On Sun, 23 Jul 2006, Dan Stromberg <(E-Mail Removed)> wrote:
>
> Hi folks.
>
> I have a DSL connection from AT&T (was SBC, sort of still is in a sense I
> guess). I'm using a SpeedStream 5260 DSL modem, and a Linksys WRT54G
> running OpenWRT for wireless, switch, firewall and doing the PPPoE
> processing.
Not sure what was different with the 5260 (maybe no auto VCI/VPI, or is it
VPI/VCI?). But I have been using a 5360 on Ameritech, then SBC, now ATT
dynamic ADSL for years. When a hardware router was doing PPPoE, the only
time I had any problem with mtu was when "receiving" smtp on a mail server
behind the router, and the only adjustment I had to do to make it work was
to adjust LAN eth mtu of the sendmail server to mtu 1492 (with ifconfig).
Since I have been using Linux as pppoe/firewall/router (an old Celeron 300
box), I left its nic to modem at default mtu 1500 (so pppoe would be 1492)
and set its LAN nics to mtu 1492 in my network scripts (one nic to wired
LAN and another nic to WAP11 proxy_arp wireless subnet of main LAN). No
problems at all.
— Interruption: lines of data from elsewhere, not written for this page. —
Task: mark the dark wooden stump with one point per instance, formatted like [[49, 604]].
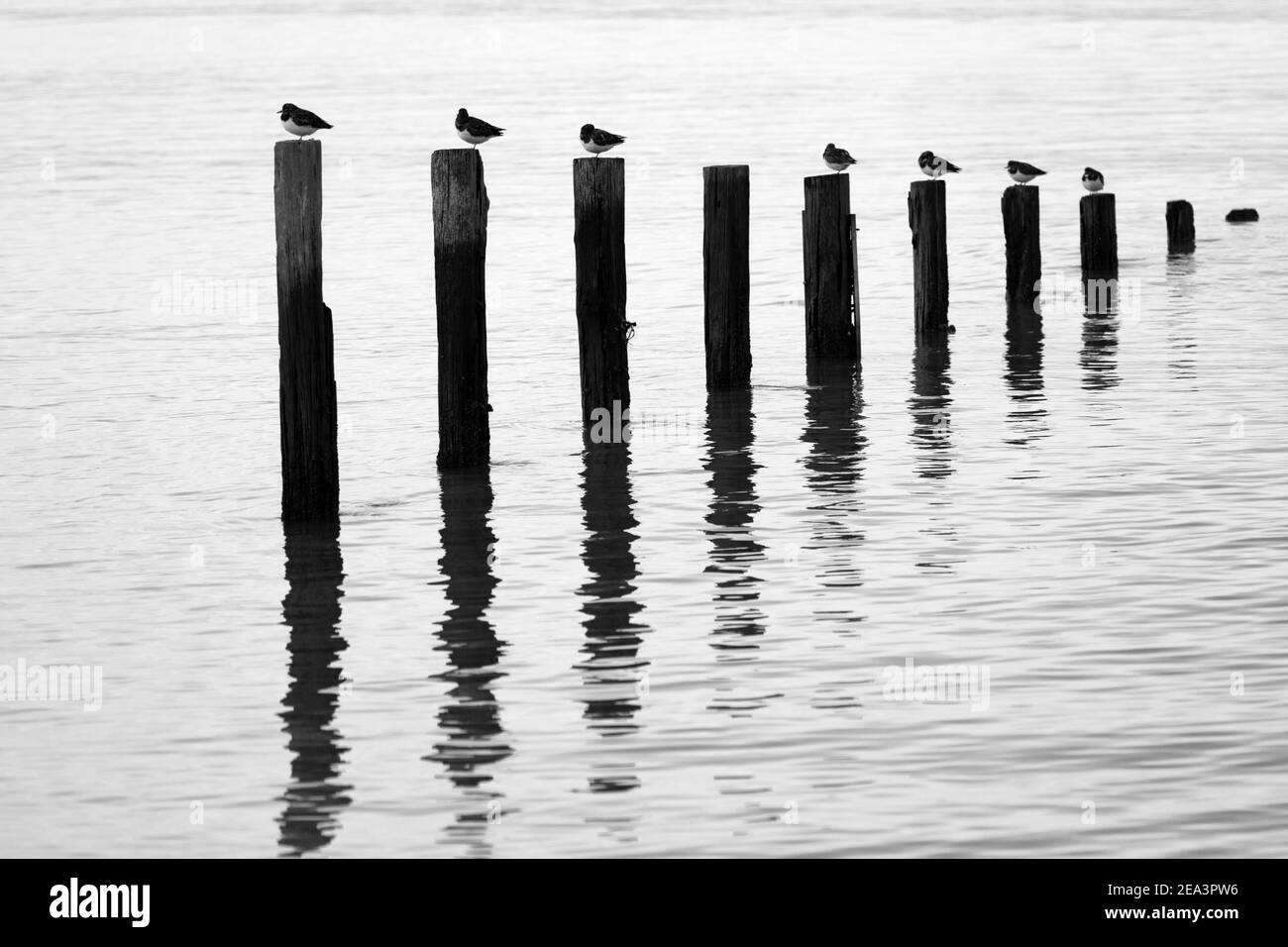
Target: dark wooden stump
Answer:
[[828, 268], [1180, 227], [599, 239], [1099, 234], [1020, 223], [310, 470], [726, 274], [460, 253], [928, 224]]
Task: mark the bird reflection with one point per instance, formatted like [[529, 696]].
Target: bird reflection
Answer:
[[729, 518], [471, 718], [833, 416], [314, 573], [1100, 331], [1024, 375], [930, 406], [612, 672]]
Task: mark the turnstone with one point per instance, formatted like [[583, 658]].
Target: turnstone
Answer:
[[596, 141], [476, 131], [1022, 172], [300, 121], [837, 158], [936, 166]]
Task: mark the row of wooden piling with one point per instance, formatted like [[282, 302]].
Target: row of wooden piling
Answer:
[[307, 368]]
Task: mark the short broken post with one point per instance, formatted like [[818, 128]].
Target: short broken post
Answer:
[[726, 274], [928, 223], [310, 470], [1180, 227], [1099, 235], [1020, 223], [460, 253], [599, 239], [829, 329]]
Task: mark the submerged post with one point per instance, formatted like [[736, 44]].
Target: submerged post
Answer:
[[828, 268], [310, 470], [1020, 222], [726, 274], [1099, 234], [599, 239], [460, 253], [1180, 227], [928, 223]]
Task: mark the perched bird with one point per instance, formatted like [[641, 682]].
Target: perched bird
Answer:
[[837, 158], [935, 166], [596, 141], [476, 131], [1022, 172], [300, 121]]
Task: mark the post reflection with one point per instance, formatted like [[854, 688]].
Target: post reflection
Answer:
[[469, 719], [833, 466], [1099, 355], [729, 518], [612, 671], [930, 403], [314, 573], [1024, 375]]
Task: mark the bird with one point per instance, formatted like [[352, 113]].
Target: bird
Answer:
[[936, 166], [837, 158], [1022, 172], [597, 141], [300, 121], [476, 131]]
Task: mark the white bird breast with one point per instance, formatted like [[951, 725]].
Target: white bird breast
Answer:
[[288, 124]]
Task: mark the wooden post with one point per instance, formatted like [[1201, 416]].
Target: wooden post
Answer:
[[726, 274], [928, 223], [310, 471], [1180, 227], [828, 268], [599, 239], [1099, 235], [460, 253], [1020, 223]]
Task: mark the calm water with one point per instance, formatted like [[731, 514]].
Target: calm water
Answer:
[[681, 650]]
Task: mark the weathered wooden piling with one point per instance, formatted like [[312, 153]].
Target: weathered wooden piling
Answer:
[[928, 223], [310, 470], [599, 237], [1180, 227], [1099, 234], [460, 254], [1020, 223], [829, 329], [726, 274]]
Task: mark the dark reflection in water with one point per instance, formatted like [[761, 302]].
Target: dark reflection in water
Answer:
[[833, 466], [1180, 316], [1100, 333], [729, 518], [612, 673], [469, 719], [314, 797], [930, 402], [1024, 375]]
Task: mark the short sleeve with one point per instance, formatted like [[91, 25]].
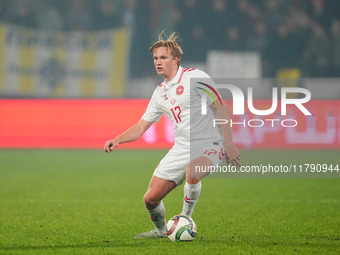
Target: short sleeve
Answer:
[[153, 113]]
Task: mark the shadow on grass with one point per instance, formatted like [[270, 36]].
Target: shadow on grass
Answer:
[[131, 243]]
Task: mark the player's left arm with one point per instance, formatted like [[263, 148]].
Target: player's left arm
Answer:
[[233, 155]]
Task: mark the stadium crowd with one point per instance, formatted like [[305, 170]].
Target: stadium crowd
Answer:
[[303, 34]]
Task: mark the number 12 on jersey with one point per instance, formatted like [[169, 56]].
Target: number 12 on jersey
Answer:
[[176, 111]]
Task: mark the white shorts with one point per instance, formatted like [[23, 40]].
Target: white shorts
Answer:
[[173, 166]]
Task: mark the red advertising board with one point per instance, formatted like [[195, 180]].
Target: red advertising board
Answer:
[[87, 124]]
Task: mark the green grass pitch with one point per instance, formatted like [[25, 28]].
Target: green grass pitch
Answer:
[[90, 202]]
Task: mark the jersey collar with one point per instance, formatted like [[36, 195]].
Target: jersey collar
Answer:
[[177, 78]]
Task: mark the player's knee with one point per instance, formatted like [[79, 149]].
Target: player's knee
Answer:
[[192, 178], [192, 181]]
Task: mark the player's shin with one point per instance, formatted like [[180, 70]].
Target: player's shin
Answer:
[[157, 217], [191, 194]]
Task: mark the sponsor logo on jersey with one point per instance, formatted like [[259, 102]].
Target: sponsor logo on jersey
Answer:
[[180, 90]]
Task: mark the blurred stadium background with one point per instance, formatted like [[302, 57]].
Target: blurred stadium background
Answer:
[[95, 50], [74, 73]]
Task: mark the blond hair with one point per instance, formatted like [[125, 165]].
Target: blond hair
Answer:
[[171, 43]]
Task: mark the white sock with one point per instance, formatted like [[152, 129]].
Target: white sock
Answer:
[[191, 194], [157, 217]]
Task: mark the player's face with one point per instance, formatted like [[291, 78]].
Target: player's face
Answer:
[[165, 64]]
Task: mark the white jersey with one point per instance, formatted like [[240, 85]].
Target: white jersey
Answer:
[[181, 102]]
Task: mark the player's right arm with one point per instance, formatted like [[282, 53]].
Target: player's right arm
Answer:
[[129, 135]]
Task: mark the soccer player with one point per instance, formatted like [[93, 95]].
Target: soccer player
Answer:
[[197, 142]]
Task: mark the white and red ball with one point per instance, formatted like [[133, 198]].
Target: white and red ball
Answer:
[[181, 228]]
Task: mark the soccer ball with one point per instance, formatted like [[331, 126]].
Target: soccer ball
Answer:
[[181, 228]]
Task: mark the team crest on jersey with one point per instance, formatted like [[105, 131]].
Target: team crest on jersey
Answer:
[[180, 90]]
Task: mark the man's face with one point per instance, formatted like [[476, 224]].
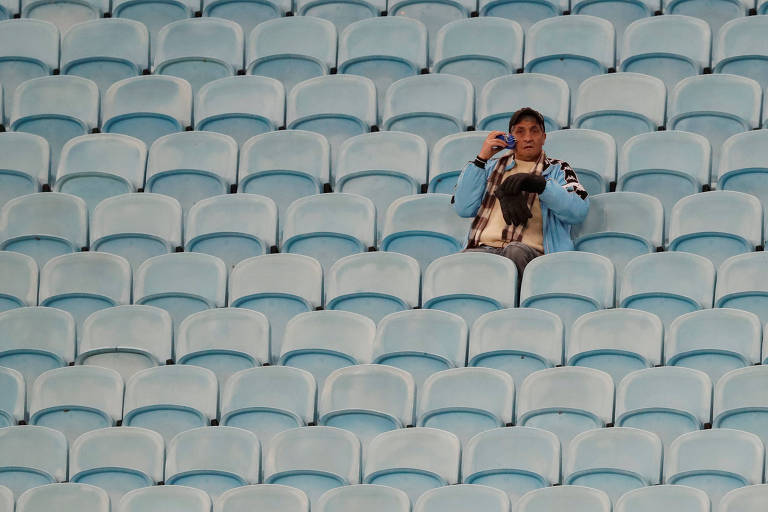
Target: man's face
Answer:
[[530, 139]]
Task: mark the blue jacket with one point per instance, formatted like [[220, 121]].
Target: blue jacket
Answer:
[[564, 201]]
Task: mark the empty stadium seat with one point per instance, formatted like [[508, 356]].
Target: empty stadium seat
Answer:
[[36, 339], [323, 341], [367, 400], [715, 461], [615, 460], [314, 459], [32, 456], [232, 227], [329, 226], [566, 401], [147, 107], [18, 280], [105, 51], [271, 166], [117, 459], [224, 340], [667, 401], [373, 284], [668, 284], [181, 283], [621, 104], [292, 49], [83, 283], [170, 399], [413, 460], [568, 284], [591, 154], [423, 226], [431, 106], [470, 284], [421, 342], [136, 226], [714, 341], [285, 399], [240, 106]]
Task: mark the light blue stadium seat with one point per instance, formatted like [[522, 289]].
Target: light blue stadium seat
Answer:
[[668, 284], [470, 284], [373, 284], [232, 226], [384, 49], [329, 227], [77, 399], [591, 154], [25, 163], [224, 340], [742, 284], [566, 401], [716, 225], [670, 47], [12, 398], [656, 497], [373, 498], [617, 341], [29, 49], [668, 401], [58, 108], [421, 342], [165, 498], [367, 400], [715, 461], [466, 401], [147, 107], [621, 104], [292, 49], [449, 156], [382, 166], [171, 399], [714, 341], [268, 400], [614, 460], [431, 106], [667, 165], [118, 460], [570, 47], [568, 284], [32, 456], [270, 166], [105, 50], [716, 106], [278, 285], [181, 283], [413, 460], [240, 106], [424, 226], [65, 497], [18, 280], [323, 341], [36, 339], [44, 225], [136, 226], [313, 459], [95, 167], [214, 459], [267, 497], [536, 464]]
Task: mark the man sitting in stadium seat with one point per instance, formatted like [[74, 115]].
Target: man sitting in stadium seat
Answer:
[[523, 201]]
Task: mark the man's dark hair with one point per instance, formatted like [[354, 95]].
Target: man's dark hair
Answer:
[[527, 113]]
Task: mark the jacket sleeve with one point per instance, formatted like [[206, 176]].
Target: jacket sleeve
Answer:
[[565, 196]]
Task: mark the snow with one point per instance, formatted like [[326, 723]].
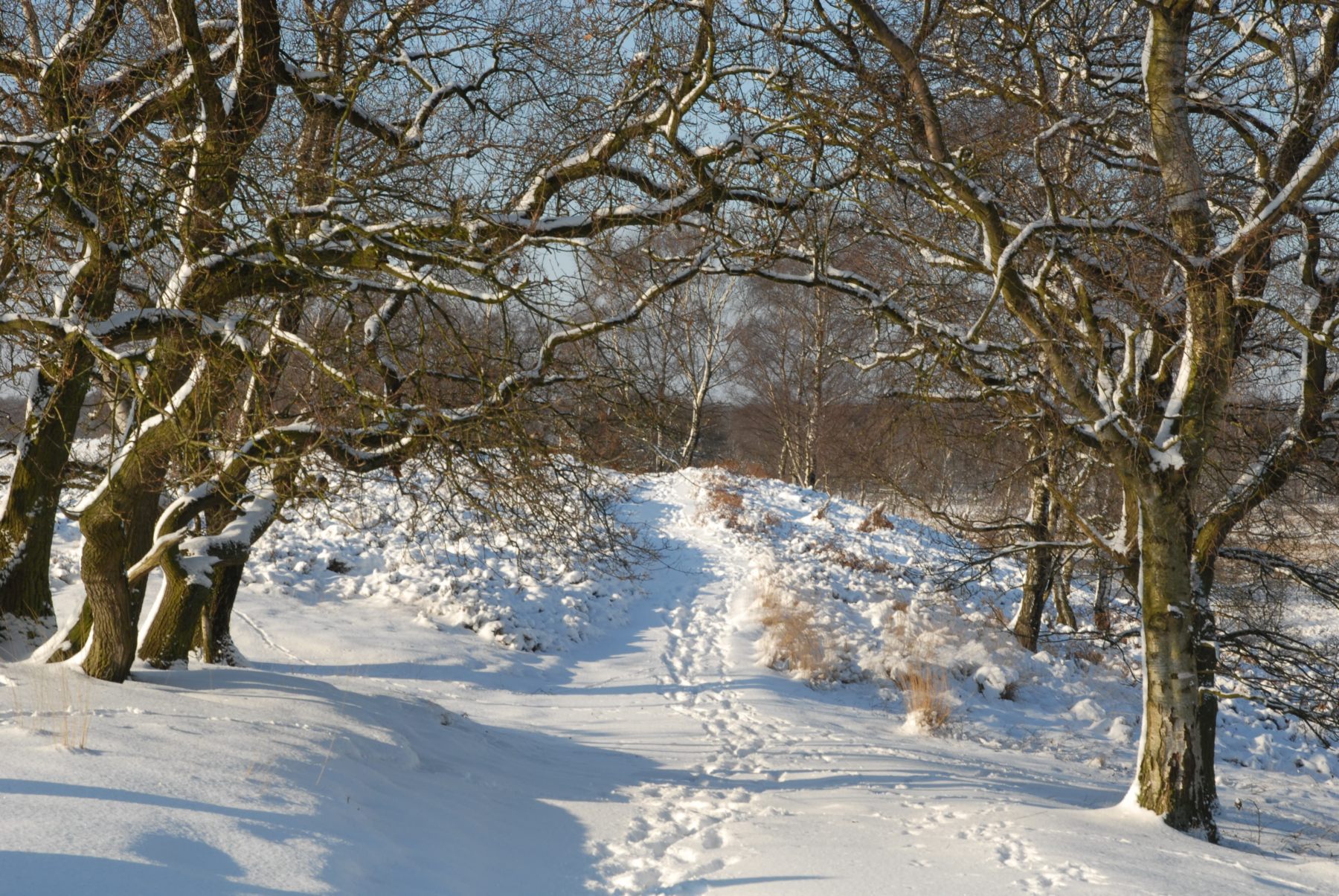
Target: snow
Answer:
[[596, 734]]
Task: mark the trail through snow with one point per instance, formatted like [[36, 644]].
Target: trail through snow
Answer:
[[371, 750]]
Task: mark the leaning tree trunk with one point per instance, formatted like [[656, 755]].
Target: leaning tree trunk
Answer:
[[1041, 556], [190, 573], [1173, 762], [28, 518], [140, 536], [1061, 593], [214, 634], [112, 647]]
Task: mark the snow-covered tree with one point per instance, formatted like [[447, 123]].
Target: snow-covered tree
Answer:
[[351, 228], [1116, 202]]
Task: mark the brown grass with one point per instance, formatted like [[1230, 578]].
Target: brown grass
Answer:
[[751, 469], [793, 643], [875, 520], [725, 504], [728, 505], [925, 694], [850, 560], [60, 707]]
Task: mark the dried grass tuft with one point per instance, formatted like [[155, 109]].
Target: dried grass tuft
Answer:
[[925, 695], [791, 640], [875, 520]]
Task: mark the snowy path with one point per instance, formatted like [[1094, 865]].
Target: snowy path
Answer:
[[370, 750]]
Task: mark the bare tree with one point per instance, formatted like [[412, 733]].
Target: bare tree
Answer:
[[408, 286], [1160, 196]]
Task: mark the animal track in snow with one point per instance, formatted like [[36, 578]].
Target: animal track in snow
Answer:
[[672, 839]]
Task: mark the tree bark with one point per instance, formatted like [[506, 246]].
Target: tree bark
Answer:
[[107, 595], [1041, 556], [1173, 762]]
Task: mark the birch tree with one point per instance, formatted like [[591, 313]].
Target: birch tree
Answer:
[[1121, 197]]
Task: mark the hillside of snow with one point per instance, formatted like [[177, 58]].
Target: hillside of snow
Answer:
[[777, 702]]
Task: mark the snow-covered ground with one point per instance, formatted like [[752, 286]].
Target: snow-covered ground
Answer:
[[396, 730]]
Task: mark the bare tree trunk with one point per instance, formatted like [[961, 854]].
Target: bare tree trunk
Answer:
[[1173, 762], [1061, 593], [1102, 600], [214, 635], [1041, 558], [107, 595]]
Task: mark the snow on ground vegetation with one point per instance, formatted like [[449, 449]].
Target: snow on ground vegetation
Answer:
[[793, 697]]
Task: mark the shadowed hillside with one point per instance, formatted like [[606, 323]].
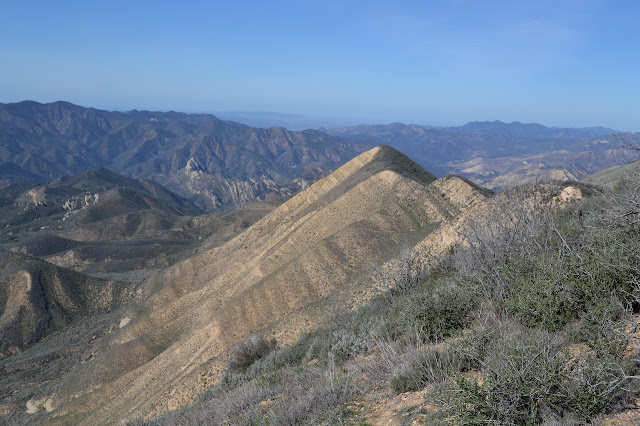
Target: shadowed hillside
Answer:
[[37, 298], [213, 162], [281, 277]]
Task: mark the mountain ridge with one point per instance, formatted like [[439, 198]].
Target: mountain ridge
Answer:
[[51, 140], [278, 278]]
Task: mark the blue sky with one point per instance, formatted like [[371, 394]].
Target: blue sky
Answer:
[[559, 63]]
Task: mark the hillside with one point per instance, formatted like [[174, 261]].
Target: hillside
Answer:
[[530, 317], [216, 163], [281, 277], [37, 298], [612, 176], [112, 226]]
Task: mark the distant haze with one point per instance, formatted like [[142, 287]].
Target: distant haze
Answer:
[[561, 63]]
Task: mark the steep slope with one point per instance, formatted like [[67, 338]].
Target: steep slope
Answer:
[[281, 277], [186, 152], [612, 176], [37, 297], [498, 155]]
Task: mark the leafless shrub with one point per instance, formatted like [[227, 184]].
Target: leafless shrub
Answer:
[[248, 351]]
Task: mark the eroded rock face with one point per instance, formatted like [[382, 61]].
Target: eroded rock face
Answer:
[[283, 275]]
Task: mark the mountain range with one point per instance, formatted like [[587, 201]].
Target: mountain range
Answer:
[[281, 276]]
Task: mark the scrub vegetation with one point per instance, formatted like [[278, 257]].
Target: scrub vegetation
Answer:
[[532, 322]]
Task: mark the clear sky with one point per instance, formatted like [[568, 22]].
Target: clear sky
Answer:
[[559, 63]]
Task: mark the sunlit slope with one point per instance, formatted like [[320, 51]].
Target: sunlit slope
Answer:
[[280, 277], [613, 175]]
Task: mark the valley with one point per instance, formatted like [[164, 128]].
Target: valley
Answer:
[[127, 288]]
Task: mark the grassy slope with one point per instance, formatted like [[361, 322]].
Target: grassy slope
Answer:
[[503, 331]]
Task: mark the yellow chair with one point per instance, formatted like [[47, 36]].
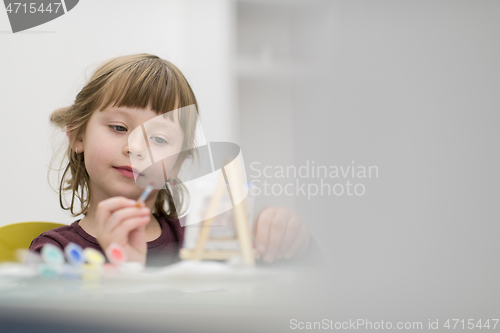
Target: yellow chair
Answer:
[[19, 236]]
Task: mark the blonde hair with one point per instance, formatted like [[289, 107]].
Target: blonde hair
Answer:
[[135, 81]]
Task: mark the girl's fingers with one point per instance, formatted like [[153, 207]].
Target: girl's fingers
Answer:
[[292, 230], [277, 232], [301, 240], [117, 217]]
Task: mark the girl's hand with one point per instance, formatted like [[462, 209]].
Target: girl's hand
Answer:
[[280, 234], [120, 221]]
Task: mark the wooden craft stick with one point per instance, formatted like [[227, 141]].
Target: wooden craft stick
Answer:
[[207, 224], [233, 174]]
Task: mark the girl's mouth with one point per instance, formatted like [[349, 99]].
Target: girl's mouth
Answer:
[[128, 172]]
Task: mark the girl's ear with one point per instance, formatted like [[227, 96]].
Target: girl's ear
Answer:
[[76, 142]]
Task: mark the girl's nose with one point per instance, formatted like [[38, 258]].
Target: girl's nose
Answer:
[[136, 147]]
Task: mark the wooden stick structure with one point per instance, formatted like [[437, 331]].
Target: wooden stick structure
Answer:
[[233, 175]]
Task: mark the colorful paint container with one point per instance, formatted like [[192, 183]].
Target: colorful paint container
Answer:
[[74, 254], [94, 257]]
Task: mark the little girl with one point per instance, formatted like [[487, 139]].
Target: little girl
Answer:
[[123, 94]]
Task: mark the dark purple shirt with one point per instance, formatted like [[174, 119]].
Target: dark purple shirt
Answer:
[[162, 251]]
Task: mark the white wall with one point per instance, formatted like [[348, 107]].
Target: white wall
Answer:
[[44, 68]]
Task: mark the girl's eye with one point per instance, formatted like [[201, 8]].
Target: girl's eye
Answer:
[[159, 140], [118, 128]]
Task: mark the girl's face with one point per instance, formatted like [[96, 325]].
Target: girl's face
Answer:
[[114, 158]]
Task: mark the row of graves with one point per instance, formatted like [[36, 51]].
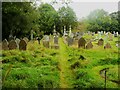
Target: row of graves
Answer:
[[70, 38], [14, 43], [55, 39]]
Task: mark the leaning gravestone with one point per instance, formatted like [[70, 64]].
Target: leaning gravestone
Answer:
[[89, 45], [70, 41], [17, 41], [22, 45], [46, 40], [110, 37], [12, 45], [100, 42], [26, 39], [81, 42], [55, 39], [107, 45], [5, 45]]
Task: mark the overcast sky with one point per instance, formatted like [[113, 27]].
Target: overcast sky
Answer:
[[82, 8]]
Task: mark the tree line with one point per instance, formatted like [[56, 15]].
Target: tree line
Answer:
[[20, 18]]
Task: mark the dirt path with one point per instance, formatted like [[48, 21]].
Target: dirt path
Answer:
[[65, 73]]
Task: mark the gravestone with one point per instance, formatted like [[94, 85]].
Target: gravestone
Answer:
[[46, 44], [55, 39], [22, 45], [17, 41], [46, 40], [70, 41], [100, 42], [89, 45], [81, 42], [110, 37], [31, 35], [5, 45], [99, 35], [0, 46], [10, 38], [26, 39], [12, 45], [107, 45]]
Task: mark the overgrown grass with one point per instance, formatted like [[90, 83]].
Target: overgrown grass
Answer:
[[39, 67]]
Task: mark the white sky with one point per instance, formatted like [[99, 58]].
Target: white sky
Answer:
[[82, 8]]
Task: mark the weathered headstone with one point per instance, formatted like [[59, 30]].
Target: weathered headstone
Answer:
[[100, 42], [22, 45], [31, 35], [46, 40], [70, 41], [46, 44], [10, 37], [0, 46], [26, 39], [55, 39], [89, 45], [17, 41], [5, 45], [110, 37], [81, 42], [12, 45], [107, 45]]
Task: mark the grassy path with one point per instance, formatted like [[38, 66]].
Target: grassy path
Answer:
[[65, 73]]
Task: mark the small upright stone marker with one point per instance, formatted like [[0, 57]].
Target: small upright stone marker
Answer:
[[12, 45], [81, 42], [89, 45], [22, 45], [100, 42], [107, 45], [5, 45]]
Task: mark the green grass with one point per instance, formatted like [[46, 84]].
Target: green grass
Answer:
[[66, 67]]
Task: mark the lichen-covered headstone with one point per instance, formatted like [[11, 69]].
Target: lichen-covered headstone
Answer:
[[22, 45], [5, 44], [70, 41], [81, 42], [26, 39], [107, 45], [89, 45], [12, 45], [46, 40], [100, 42], [17, 41], [55, 39]]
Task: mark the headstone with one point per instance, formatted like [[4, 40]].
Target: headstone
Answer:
[[12, 45], [10, 37], [81, 42], [89, 45], [99, 35], [46, 40], [100, 42], [55, 39], [110, 37], [31, 34], [17, 41], [46, 44], [0, 46], [22, 45], [5, 45], [26, 39], [107, 45], [70, 41], [54, 31]]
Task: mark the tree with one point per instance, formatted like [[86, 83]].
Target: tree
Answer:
[[18, 19], [100, 20], [67, 17], [48, 18]]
Everything works to internet without any mtu settings on
other LAN boxes, and local LAN traffic ends up mtu 1500 despite mtu
settings on router LAN nics.
I do not know what settings WRT54G has, but its PPPoE should be mtu 1492,
and you should likely set mtu 1492 on LAN nic of any server behind it
(that has external ports or DMZ forwarded to it).
Do you have keepalive set for ssh? If you get dropped due to PPPoE idle
timeout setting or from peer (ATT), it would throw a wrench into ssh,
since you would end up with new public IP (if dynamic). On occasion I have
left ssh from a LAN box connected to my old Unix ISP overnight and it
still worked the next morning (pppoe idle timeout = 0, ie, never).
To find my dynamic IP for incoming ssh, I use no-ip.com dynamic DNS
(updated from /etc/ppp/ip-up anytime my Linux router connects).